The Foreclosure From Hell

     SACRAMENTO (CN) - Nine condo residents claim Taser-toting private security guards burst into their homes at 3 a.m. and assaulted them, forcing them into the street in their underwear, in a foreclosure the residents had never been informed of.
     One plaintiff claims that when he finally was allowed back into his home, naked pictures of him and his girlfriend were missing.
     Lead plaintiff Steven Saxon sued Paladin Protection Services dba Paladin Private Security and the Jasmine Homeowners Association in Superior Court.
     Saxon, who was the building's lessee, claims the guards accused the plaintiffs of being "squatters," though none of them were aware of the foreclosure action against the building and none had received service of the lawsuit.
     After a default judgment was issued, "in the wee hours of April 30, 2011, defendants came onto plaintiffs' residence, uninvited, at approximately between 3 a.m. and 3:30 a.m., performing a military style raid of plaintiffs' residence," according to the complaint.
     Paladin Private Security conducted the raid, Saxon says. When tenant-plaintiff Jedediah Main opened his door, "he was met with a security officer for Paladin who had a Taser gun holstered on his hip. Mr. Main thought it was a gun. The security officer told Mr. Main that he was being charged with burglary and that other officers were on the way," the complaint states.
     Tenant-plaintiff Nick Bartilotta "was told that he was trespassing and that he was going to be charged with burglary. They ordered him to hurry up and get out of the condo, allowing him no time to get dressed."

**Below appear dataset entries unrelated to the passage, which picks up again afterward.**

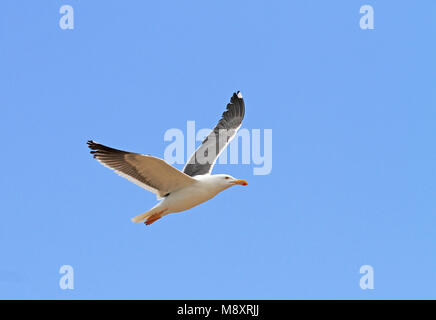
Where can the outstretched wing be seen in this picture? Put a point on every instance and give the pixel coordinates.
(150, 173)
(204, 158)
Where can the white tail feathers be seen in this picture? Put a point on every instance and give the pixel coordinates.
(142, 217)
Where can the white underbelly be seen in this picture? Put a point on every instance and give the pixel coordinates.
(187, 198)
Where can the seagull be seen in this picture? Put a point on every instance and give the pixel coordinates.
(178, 190)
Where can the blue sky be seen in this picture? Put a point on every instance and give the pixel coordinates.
(353, 118)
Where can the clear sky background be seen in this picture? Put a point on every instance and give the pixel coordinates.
(353, 119)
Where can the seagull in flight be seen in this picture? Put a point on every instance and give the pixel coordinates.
(178, 190)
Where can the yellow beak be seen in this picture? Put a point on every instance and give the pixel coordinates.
(241, 182)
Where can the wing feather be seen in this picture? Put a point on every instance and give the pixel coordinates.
(148, 172)
(204, 158)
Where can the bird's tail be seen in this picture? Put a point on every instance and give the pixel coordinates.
(155, 211)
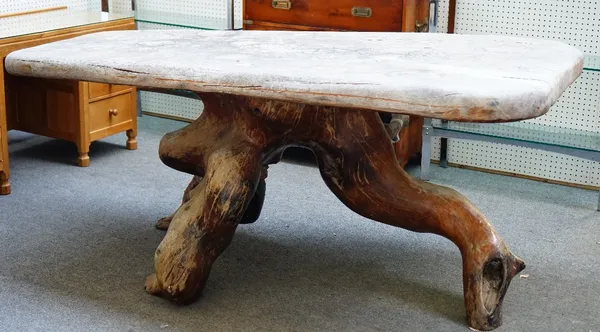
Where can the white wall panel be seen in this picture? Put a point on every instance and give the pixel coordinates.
(10, 6)
(576, 22)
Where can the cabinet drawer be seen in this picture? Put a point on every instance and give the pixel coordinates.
(359, 15)
(96, 90)
(110, 112)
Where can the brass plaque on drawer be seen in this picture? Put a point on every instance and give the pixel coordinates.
(281, 4)
(362, 11)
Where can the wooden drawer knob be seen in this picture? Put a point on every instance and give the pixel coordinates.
(281, 4)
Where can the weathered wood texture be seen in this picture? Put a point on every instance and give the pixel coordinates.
(453, 77)
(226, 150)
(386, 15)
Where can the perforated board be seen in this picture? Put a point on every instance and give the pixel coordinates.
(119, 6)
(576, 22)
(174, 106)
(12, 6)
(171, 106)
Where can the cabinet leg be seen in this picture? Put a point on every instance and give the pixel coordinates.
(131, 141)
(4, 184)
(84, 158)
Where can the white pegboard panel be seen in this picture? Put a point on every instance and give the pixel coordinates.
(172, 106)
(238, 14)
(520, 160)
(442, 24)
(119, 6)
(52, 20)
(578, 107)
(216, 9)
(220, 10)
(576, 22)
(12, 6)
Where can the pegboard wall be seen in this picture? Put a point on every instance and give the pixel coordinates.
(119, 6)
(174, 106)
(11, 6)
(575, 22)
(34, 22)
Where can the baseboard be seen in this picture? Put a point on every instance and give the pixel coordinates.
(522, 176)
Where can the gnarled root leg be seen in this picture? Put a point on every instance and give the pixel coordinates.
(164, 222)
(204, 226)
(251, 214)
(359, 166)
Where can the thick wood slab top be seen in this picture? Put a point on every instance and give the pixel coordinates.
(454, 77)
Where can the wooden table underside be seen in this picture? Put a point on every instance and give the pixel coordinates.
(228, 150)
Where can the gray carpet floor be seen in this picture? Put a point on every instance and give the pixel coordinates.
(77, 243)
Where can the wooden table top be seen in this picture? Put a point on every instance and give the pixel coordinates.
(455, 77)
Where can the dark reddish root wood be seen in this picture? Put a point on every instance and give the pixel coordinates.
(251, 214)
(4, 184)
(237, 135)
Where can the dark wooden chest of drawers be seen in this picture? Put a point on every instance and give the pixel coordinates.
(347, 15)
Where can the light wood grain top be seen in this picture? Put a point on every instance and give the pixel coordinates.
(454, 77)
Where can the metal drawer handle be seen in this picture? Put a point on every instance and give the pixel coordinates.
(362, 11)
(281, 4)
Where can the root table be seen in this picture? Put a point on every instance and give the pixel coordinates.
(265, 91)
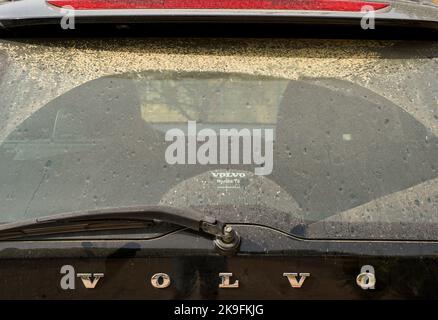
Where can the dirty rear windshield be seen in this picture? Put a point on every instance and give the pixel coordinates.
(317, 138)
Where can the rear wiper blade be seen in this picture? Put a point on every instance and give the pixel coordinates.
(226, 238)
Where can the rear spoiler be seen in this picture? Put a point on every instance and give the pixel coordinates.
(15, 13)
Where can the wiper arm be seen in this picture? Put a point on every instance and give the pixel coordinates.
(226, 238)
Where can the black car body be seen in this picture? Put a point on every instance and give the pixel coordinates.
(348, 209)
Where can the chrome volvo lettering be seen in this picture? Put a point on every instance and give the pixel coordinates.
(160, 280)
(89, 280)
(293, 279)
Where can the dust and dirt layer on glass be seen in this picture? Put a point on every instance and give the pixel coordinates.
(41, 72)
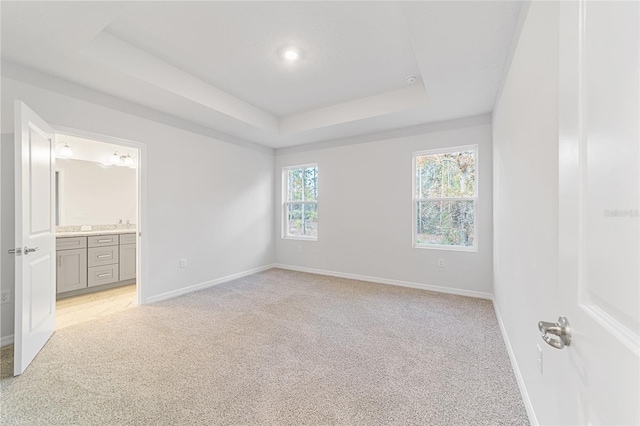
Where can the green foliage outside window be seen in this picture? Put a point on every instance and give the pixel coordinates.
(445, 198)
(301, 205)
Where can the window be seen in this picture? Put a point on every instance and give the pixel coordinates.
(445, 197)
(300, 202)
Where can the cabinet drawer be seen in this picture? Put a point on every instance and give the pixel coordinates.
(102, 240)
(98, 256)
(128, 238)
(71, 243)
(71, 273)
(99, 275)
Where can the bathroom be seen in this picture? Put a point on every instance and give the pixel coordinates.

     Tenant-plaintiff Justin Bond says, "A security guard barged in telling him to leave, and pointed what he thought were guns at him. The Security officer told Mr. Bond that he was a house burglar, and that they were going to take them to jail.
     "Plaintiff Darrin Martin was awoken by the banging at the door. He stumbled to his feet to see what was going on and the guard was already in the house yelling at the top of his lungs for everyone to get outside. He asked for Mr. Martin's identification card and ran a check on everyone in the condo."
     Martin says guards accused him of "breaking and entering" into his own condo.
     Once outside, "Mr. Martin had to urinate, at which time the guard outside allowed him to go inside. When Mr. Martin got to the top of the stairs, he saw two guards going through cabinets and their personal property."
     The security guards threatened several tenants with Tasers, saying, "Don't move or we'll fry you," and, eventually, "forced them to stay outside in the cold for around thirty minutes in their underwear; they were not permitted to go back into their residence even to get dressed," the complaint states.
     Saxon says he explained to a security officer that he had been paying all of the utilities and the security officer said that, "'between you, me and the lamppost, the homeowners' association is over-zealous."
     "The security officers apologized and said it was all a misunderstanding, and then left," the complaint states.
     "They occupied and controlled the premises approximately two hours, holding plaintiffs against their will and preventing them by the use of force and/or the threat to use force for freely moving and entering their residence. ...
     "During this approximate two-hour ordeal, the armed men threatened arrest and incarceration, menaced the plaintiffs with weapons, engaged in intimidation, positioning themselves immediately in front of and/or behind the plaintiffs, glaring at them menacingly and invading the plaintiffs' space."
     When the plaintiffs returned to their homes, they saw that their personal belongings had been sifted through, and one man discovered that "naked photos of his girlfriend and himself ... had been taken."
     The plaintiffs seek damages for trespass, extortion, assault and battery, false imprisonment, invasion of privacy, conversion and intentional infliction of emotional distress.
     They are represented by Jeffrey Jacobs.